Importa, no entanto, não esquecer de onde
vimos, se quisermos compreender a alergia do Papa Francisco ao
clericalismo e ao proselitismo, assim como as resistências ao
espírito das suas reformas. A espantosa entrevista à jornalista
argentina, Elisabeta Piqué, merecia uma demorada visita que terei de
adiar[1].
Mas acima de tudo, se não quisermos confundir o combate aos
movimentos terroristas do “Estado islâmico” com o Islão, importa
compreender a calda de cultura religiosa de que ele se reclama. Uma
viagem ao nosso passado católico pode ajudar-nos a compreender o
outro e a ser exigentes no diálogo inter-religioso.
Um prestigioso investigador do Centro de
Estudos do Pensamento Português da Universidade Católica, Afonso
Rocha, mostrou como no século XIX, mais precisamente, de 1850 a
1910, se processou, em Portugal, uma grande mudança na filosofia da
religião. Numa obra notável – coroa de várias outras - apresentou e
caracterizou as figuras que mais se destacaram nesse significativo
período: Pedro Amorim Viana, José Maria da Cunha Seixas, Teófilo
Braga, Antero de Quental, Guerra Junqueiro, Sampaio (Bruno) e
Basílio Teles. Manifestaram-se em ruptura com o catolicismo da
Igreja de Roma, de então, enquanto adversária da razão, da
consciência e do progresso, mas não eram ateus[2].
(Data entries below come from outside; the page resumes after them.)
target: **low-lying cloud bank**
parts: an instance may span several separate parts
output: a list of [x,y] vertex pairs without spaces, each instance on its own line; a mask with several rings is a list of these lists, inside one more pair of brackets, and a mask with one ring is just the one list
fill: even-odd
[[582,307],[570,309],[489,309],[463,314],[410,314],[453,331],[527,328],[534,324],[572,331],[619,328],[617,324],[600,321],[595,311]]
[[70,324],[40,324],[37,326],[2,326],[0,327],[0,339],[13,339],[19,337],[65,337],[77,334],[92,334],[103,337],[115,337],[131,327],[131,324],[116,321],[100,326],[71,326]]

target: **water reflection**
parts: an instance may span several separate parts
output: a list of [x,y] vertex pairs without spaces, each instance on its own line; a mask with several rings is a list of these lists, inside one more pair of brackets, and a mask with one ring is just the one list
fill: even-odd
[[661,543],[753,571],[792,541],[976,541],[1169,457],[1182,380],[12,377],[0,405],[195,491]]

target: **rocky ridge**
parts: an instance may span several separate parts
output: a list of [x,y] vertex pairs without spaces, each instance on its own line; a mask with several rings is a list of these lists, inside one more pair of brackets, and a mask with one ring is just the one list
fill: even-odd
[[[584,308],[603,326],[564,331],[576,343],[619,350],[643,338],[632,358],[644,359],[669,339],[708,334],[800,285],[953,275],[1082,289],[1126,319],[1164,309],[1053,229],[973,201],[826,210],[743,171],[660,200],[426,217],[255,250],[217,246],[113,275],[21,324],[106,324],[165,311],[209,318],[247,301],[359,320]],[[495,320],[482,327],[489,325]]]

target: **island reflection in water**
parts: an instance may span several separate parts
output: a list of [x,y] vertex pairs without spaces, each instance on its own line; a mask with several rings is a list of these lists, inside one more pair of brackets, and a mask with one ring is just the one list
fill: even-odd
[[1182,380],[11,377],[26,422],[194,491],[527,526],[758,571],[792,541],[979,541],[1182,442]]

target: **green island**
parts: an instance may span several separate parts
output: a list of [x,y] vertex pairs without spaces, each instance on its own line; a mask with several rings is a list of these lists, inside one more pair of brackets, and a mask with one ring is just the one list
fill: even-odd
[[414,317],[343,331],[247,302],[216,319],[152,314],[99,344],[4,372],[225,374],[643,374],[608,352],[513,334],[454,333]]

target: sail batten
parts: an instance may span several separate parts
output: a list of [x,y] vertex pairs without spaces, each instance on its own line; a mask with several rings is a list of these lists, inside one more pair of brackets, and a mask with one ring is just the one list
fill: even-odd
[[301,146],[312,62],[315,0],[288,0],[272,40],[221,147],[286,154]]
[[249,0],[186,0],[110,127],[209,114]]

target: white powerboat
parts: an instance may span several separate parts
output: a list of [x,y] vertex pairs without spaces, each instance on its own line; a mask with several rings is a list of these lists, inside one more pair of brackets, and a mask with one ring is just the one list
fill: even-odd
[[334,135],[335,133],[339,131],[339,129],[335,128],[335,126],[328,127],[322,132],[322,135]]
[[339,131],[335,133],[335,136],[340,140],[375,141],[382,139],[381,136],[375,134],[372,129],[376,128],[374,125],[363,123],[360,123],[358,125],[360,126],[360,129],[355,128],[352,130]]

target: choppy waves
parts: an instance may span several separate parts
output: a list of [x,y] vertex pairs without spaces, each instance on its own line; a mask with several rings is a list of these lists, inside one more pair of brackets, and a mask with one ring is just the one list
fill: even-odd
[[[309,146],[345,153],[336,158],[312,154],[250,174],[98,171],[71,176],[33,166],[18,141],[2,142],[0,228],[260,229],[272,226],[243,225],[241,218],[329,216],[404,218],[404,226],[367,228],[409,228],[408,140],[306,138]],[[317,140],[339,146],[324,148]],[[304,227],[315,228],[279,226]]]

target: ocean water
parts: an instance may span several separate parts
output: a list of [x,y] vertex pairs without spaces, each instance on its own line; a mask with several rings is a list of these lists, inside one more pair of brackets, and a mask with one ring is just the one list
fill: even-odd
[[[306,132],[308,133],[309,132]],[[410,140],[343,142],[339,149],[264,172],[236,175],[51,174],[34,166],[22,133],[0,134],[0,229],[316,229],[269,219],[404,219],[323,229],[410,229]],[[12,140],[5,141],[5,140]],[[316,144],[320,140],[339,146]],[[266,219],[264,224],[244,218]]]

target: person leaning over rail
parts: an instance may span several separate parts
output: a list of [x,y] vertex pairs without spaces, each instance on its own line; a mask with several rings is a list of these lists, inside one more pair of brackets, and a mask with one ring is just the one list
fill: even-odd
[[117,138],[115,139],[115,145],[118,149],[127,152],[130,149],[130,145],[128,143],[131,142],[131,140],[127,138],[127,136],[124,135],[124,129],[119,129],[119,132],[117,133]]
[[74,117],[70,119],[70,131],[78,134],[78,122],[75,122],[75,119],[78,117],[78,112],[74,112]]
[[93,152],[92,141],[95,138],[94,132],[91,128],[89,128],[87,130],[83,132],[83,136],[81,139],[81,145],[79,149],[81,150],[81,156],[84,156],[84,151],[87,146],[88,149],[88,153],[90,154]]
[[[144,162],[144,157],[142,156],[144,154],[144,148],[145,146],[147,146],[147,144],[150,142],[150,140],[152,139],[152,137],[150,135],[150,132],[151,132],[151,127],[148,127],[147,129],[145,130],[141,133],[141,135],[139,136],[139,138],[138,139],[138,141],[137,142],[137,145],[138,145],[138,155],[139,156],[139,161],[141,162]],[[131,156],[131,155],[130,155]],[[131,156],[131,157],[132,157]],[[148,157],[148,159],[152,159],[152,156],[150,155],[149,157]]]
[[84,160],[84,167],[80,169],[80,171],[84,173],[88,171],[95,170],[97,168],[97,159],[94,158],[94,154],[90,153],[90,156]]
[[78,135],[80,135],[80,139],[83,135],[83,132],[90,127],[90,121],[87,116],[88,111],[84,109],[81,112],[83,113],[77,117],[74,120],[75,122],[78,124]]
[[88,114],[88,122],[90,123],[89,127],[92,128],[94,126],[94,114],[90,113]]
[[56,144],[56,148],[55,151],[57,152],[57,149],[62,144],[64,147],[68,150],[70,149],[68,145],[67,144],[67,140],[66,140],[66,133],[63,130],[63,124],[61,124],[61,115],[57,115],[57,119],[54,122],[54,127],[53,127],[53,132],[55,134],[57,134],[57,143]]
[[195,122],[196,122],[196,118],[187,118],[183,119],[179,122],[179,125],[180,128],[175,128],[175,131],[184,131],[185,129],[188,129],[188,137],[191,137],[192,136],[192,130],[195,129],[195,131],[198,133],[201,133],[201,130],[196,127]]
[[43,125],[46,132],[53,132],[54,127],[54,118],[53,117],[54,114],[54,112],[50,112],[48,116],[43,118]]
2. Por um lado, era o próprio
catolicismo português que demonstrava continuar completamente preso
àquilo que representava a tradição católica no seu pior,
designadamente no respeitante à desconfiança para com tudo o que
fosse afirmação da liberdade de consciência e de religião, da razão
e do progresso, intransigentemente dogmático e tradicionalista na
sua prática teológica e pastoral, não indo além de um posicionamento
de “reacção”, de “apologética” e de “polémica” em relação a tudo que
tivesse sabor a “moderno”.
Segundo este autor, o catolicismo português,
ao aproximar e identificar as concepções e as posições destes
filósofos e pensadores com o racionalismo, o materialismo, a
irreligiosidade e o ateísmo estava a ser guiado por um espírito
claramente inquisitorial, intolerante e retrógrado. Com o
inquestionável apoio do magistério oficial do Papa da altura, o
comportamento teológico-pastoral mais corrente era o de suspeitar e
condenar tudo o que fosse concepções e posições de sabor moderno,
designadamente as que pudessem minar a doutrina e os dogmas do
catolicismo.
Por outro lado, o novo pensamento português,
identificado com a consciência, a razão e o progresso, propunha uma
sociedade baseada na racionalidade positivo-científica, servida por
uma religião de liberdade de consciência e de tolerância. Seria uma
religião mística e da razão, sem hierarquia e sem normas, tão alheia
à revelação positiva e ao carácter institucional, organizado, como
às pretensões do dogma de uma “religião verdadeira”, única e
universal, presente na “Igreja de Roma”.
3. Para Afonso Rocha, os pensadores e
filósofos que estudou – em comunhão com outros companheiros
estrangeiros - longe de poderem ser interpretados e apodados de
irreligiosos e ateus, tendo em conta as suas concepções e posições
sobre o religioso, deverão ser considerados como profetas e
agentes de uma concepção religiosa assente em valores perenes e
imprescritíveis.
Quais são esses valores? Uma religião
essencialmente mística, de âmbito universal, cujos “dogmas
sacratíssimos” não poderão deixar de ser os da liberdade de
consciência, da tolerância, da razão e do progresso. Conforme os
tempos e lugares, os povos e as culturas poderão traduzi-los em
diversas e grandes religiões.
Para mostrar a incapacidade do pensamento
católico em compreender o repto do pensamento moderno, a ruptura com
o catolicismo de Trento, a liberdade de consciência e de religião, o
autor observa que só na década de sessenta do séc. XX, com a
“Declaração sobre a Liberdade Religiosa”, no concílio Vaticano II, é
que a Igreja conseguiu dar esse salto. Acrescentaria: sem esse
salto, estaríamos na situação cultural e religiosa do Islão.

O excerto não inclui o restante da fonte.